Energy advantages reduce data center cooling by 90%, while speed boosts enable ultrafast neural network inference. Geopolitically, this undercuts US controls, accelerates domestic AI/quantum ecosystems, and positions China to export via Belt and Road networks. The global photonics market, projected at $2 trillion by 2027, underscores the stakes.
Culmination: All-Optical Generative AI
These foundational efforts crystallized in December 2025 with LightGen3, the world’s first all-optical chip for large-scale generative AI. It integrates 2 million photonic neurons on a compact 136 mm² (1/5 in².) die via densely stacked metasurfaces and 3D packaging.
Overcoming key bottlenecks—scale integration, dimensional transformation, and optical training—LightGen shows more than 100-fold (two orders of magnitude) gains in both speed and energy efficiency versus state-of-the-art electronic chips like NVIDIA’s A100 GPU. It will potentially run much higher with optimizations for light-speed network reconfiguration and Bayesian algorithms, enabling end-to-end optical loops without electronic intermediaries or heavy reliance on labeled data. It performs complex tasks like high-resolution (512×512) image synthesis, video manipulation, style transfer, denoising, 3D scene generation, and semantic editing effortlessly.
LightGen validates earlier predictions: photonics excels in generative workloads demanding massive parallelism, and its pure optical pathway eliminates conversion losses, addressing AI’s exploding energy demands – just when the US faces electricity restrictions.
A Post-Silicon Geopolitical Realignment
LightGen signifies China’s leap from supply chain builder to innovation leader in post-silicon computing. It accelerates sustainable AI, reduces reliance on power-hungry GPUs, and enables edge-deployable generative models for real-world applications.

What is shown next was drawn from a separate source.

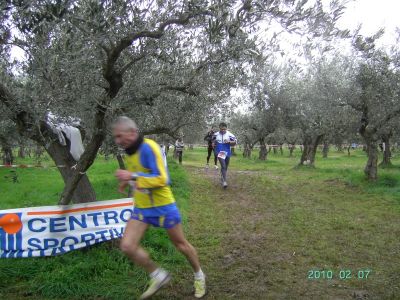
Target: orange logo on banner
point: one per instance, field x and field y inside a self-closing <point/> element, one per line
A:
<point x="10" y="223"/>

Geopolitically, it amplifies the decoupling trend: photonics sidesteps lithography chokepoints, leverages China’s material dominance (e.g., lithium niobate4), and offers a path to AI sovereignty. While still lab-stage—facing challenges in input/output interfaces, system integration, and commercialization—the trajectory is clear. Combined with prior fabs and ecosystems, LightGen positions China at the forefront of the photonic era, potentially rebalancing global tech power for decades.
Photonics is a really, really big deal.
The Chinese Academy of Sciences, CAS, is the world’s leading research institute.

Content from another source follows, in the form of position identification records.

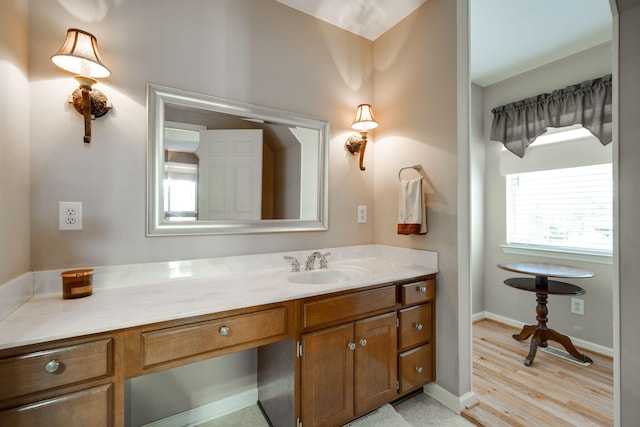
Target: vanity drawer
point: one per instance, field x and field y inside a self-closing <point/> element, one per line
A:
<point x="187" y="340"/>
<point x="347" y="306"/>
<point x="415" y="368"/>
<point x="415" y="325"/>
<point x="417" y="292"/>
<point x="91" y="407"/>
<point x="56" y="367"/>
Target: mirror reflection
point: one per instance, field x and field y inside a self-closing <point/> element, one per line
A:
<point x="223" y="166"/>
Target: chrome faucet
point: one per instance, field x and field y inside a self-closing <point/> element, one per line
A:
<point x="311" y="259"/>
<point x="295" y="265"/>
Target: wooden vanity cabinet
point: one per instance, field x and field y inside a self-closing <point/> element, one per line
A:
<point x="68" y="383"/>
<point x="348" y="370"/>
<point x="416" y="344"/>
<point x="354" y="359"/>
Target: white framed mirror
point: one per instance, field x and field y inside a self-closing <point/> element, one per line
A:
<point x="217" y="166"/>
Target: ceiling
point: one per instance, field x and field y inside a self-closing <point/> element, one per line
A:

Unveiled by Yitong Chen and colleagues from SJTU (with Tsinghua collaboration) in Science (DOI: 10.1126/science.adv7434).
Lithium niobate excels where photonics demands fast, efficient manipulation of light using electric fields, nonlinear processes, or acoustic waves. This makes it indispensable for converting electrical signals to optical ones, generating new frequencies, and processing light at high speeds with low power.